Eleana nodded as a sign of understanding. As soon as she had received the honour of becoming the Council’s representative in Altraom, she had started to study their culture and religion. Witchcraft was the antithesis of the Kystan sense of justice: everything had to be earned. Even for hereditary positions, the proposed heir had to prove his worth through a notable act of courage and wisdom.
“This is your heir’s quest, isn’t it?” she asked.
“No. An heir’s quest can only be undertaken under the eyes of the Angels, in the form of an Ardaithe witness. This mission requires secrecy, so I cannot claim it as my quest. To be honest, I don’t know why the king…,” he stopped himself.
Elena placed a hand on his shoulder. “You must have proven yourself to him somehow, even if the Angels didn’t see it.”
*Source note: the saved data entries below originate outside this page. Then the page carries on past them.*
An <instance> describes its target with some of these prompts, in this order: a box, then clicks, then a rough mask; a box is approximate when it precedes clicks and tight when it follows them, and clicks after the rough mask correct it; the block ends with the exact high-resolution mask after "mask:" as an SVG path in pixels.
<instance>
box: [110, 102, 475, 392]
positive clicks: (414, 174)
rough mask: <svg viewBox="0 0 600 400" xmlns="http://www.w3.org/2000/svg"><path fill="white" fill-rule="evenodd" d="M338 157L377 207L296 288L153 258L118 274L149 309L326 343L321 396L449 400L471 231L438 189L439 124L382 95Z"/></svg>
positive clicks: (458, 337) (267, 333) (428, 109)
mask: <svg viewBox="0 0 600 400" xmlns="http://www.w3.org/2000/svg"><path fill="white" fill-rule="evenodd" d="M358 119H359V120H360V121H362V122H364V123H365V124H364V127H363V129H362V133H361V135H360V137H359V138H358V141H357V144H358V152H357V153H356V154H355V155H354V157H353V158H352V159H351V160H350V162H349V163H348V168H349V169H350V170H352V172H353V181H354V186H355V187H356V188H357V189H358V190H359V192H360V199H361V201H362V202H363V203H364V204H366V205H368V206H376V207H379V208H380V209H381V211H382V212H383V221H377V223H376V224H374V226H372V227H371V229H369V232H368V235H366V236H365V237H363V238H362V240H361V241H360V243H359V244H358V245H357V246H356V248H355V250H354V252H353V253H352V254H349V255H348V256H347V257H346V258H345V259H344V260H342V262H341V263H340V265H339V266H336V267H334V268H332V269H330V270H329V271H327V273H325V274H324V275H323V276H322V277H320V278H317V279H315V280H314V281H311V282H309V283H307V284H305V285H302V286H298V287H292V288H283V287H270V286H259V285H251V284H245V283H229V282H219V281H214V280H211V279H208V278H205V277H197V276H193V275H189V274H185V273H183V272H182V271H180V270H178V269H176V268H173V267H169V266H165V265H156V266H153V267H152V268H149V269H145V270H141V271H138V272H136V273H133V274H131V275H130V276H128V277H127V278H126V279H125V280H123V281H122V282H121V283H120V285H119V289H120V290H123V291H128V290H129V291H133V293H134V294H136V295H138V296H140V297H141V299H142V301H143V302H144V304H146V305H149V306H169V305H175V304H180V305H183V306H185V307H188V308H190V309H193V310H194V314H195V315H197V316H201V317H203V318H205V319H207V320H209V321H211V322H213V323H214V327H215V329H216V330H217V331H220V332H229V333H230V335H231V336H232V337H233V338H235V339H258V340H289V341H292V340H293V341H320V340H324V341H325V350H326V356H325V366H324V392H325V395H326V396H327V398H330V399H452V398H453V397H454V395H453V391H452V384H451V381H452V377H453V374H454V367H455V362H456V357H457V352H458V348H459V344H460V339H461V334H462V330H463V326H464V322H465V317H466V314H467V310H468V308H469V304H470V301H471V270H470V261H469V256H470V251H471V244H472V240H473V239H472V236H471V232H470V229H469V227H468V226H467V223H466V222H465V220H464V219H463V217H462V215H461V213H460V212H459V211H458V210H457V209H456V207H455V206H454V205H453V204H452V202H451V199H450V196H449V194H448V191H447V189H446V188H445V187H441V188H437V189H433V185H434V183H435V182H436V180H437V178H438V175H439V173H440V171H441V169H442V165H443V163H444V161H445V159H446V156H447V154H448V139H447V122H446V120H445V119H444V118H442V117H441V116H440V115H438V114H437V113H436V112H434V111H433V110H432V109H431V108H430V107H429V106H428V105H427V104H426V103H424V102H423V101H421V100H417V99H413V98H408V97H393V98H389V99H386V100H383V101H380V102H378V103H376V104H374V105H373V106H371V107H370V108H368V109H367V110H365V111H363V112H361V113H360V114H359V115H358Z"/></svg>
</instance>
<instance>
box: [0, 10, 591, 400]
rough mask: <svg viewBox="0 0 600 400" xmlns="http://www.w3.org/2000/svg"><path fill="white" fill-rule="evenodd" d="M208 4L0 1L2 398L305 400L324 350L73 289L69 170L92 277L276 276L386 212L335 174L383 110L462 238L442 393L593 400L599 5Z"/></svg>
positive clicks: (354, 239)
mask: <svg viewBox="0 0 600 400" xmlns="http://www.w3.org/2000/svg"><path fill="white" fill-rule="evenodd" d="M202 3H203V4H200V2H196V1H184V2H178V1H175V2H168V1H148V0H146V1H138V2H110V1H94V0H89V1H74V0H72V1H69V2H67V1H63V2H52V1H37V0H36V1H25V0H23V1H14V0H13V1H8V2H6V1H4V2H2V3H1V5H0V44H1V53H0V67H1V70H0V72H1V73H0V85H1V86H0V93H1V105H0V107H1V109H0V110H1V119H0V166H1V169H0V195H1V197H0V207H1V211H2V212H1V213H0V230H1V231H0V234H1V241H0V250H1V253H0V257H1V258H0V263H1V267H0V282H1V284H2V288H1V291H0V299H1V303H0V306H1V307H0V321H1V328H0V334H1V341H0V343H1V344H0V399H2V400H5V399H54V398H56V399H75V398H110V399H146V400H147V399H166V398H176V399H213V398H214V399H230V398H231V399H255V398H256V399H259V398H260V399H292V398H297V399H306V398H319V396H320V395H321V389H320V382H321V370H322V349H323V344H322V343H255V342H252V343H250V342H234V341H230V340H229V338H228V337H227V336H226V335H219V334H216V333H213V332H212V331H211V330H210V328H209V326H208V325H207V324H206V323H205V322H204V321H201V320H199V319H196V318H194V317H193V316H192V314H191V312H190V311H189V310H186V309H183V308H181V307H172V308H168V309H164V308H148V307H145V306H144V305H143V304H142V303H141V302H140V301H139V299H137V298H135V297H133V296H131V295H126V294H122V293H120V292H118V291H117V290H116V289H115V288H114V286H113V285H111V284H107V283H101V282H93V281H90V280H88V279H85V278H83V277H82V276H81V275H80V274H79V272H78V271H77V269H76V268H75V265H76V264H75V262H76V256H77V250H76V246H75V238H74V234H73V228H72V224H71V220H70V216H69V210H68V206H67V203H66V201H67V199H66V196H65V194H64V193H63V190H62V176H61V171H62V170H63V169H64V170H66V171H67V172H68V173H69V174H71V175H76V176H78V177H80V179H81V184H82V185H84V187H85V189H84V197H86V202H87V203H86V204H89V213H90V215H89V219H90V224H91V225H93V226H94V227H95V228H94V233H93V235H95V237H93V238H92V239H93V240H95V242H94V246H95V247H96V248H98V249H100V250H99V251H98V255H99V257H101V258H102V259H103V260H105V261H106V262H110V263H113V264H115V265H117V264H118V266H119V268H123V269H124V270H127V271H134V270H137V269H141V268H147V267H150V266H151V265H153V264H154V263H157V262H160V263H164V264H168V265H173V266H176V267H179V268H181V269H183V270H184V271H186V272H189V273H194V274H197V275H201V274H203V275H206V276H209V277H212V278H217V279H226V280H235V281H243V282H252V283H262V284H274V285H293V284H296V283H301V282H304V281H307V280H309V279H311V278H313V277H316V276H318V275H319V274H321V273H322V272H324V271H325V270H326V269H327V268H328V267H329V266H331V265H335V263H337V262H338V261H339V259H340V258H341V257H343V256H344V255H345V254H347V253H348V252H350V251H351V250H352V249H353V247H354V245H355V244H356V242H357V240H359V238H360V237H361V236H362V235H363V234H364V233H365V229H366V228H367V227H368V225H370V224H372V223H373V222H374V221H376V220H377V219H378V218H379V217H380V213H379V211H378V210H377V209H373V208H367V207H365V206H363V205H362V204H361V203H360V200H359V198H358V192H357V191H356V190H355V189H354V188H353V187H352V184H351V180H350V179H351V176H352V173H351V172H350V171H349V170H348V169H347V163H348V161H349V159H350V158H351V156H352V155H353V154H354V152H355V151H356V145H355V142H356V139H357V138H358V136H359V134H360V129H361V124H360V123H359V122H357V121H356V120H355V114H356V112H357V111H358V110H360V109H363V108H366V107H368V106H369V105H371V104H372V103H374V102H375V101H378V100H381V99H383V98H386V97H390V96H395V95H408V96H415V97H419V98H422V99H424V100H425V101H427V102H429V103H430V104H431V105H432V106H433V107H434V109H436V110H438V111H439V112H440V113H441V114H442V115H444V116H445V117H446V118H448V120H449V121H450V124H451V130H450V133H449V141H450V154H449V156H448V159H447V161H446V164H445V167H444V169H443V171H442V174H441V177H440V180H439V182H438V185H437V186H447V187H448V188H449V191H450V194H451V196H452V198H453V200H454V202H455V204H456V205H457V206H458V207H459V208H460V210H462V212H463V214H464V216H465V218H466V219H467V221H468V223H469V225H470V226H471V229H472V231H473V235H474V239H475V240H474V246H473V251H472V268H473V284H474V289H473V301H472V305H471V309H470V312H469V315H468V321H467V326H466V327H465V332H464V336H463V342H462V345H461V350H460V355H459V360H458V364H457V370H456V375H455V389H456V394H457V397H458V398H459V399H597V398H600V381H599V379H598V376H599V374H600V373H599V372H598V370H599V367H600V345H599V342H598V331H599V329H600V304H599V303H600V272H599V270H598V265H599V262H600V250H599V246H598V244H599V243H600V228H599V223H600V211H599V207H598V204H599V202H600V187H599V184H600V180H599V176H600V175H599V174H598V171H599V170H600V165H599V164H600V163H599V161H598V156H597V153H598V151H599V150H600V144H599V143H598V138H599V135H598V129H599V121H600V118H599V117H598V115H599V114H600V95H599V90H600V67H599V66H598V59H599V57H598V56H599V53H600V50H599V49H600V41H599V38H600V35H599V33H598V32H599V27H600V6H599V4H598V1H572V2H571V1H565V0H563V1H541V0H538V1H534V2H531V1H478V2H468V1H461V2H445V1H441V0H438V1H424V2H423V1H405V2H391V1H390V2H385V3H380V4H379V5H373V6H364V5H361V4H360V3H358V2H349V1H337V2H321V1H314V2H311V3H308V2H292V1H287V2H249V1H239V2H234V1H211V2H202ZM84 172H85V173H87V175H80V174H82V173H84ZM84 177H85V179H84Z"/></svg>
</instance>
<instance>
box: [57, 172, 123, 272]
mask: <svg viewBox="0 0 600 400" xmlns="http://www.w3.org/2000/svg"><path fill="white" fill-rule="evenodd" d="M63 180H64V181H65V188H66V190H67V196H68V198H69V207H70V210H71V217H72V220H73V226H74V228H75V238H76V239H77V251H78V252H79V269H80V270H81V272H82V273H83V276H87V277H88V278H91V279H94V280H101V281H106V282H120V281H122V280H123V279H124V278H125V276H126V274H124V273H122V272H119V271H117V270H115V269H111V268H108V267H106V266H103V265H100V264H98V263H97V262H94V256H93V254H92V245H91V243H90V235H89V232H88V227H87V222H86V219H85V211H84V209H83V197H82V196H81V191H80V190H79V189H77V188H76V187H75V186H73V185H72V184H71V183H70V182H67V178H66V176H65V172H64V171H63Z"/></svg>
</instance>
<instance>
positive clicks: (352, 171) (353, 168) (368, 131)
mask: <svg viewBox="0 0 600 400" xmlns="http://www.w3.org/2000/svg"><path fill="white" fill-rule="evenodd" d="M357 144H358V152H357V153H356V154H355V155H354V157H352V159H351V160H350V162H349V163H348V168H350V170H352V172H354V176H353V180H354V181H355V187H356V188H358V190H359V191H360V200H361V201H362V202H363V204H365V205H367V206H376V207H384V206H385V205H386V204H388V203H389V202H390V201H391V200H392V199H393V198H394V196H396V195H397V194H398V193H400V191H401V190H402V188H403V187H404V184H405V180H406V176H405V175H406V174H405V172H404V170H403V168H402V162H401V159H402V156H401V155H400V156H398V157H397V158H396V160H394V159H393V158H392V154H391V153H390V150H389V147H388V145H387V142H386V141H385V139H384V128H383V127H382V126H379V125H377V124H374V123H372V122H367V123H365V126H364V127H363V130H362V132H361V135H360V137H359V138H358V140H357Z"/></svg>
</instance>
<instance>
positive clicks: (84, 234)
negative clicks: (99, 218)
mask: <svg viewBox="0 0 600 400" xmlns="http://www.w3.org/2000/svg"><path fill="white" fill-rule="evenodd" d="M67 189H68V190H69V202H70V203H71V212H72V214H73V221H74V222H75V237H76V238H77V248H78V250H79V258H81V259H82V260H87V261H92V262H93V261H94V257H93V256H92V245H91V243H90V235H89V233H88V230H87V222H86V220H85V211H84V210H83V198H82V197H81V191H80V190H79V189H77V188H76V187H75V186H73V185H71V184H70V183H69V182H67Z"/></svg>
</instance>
“A chance encounter doesn’t count. It has to be a deliberate effort,” Avarron explained. “And in my family, the quest always receives additional scrutiny. My grandfather singlehandedly built a watchtower at the coast and kept watch by himself for a month, warning the villages whenever pirates approached. My father then ousted a band of pirates that had slaughtered an entire village and taken up residence there. They say he drove them into the sea and since then, none have raided our shores any more. And Haran, our ancestor,” he paused. “Well, I wouldn’t want to spoil the book for you. You’re getting to the part of it that I like best.”
“Would you like to continue reading it with me, then?” Eleana asked him hopefully.
“Certainly, my lady,” Avarron said smiling.
She shuffled close to him, her shoulder leaning against his and opened the book at the fifth chapter.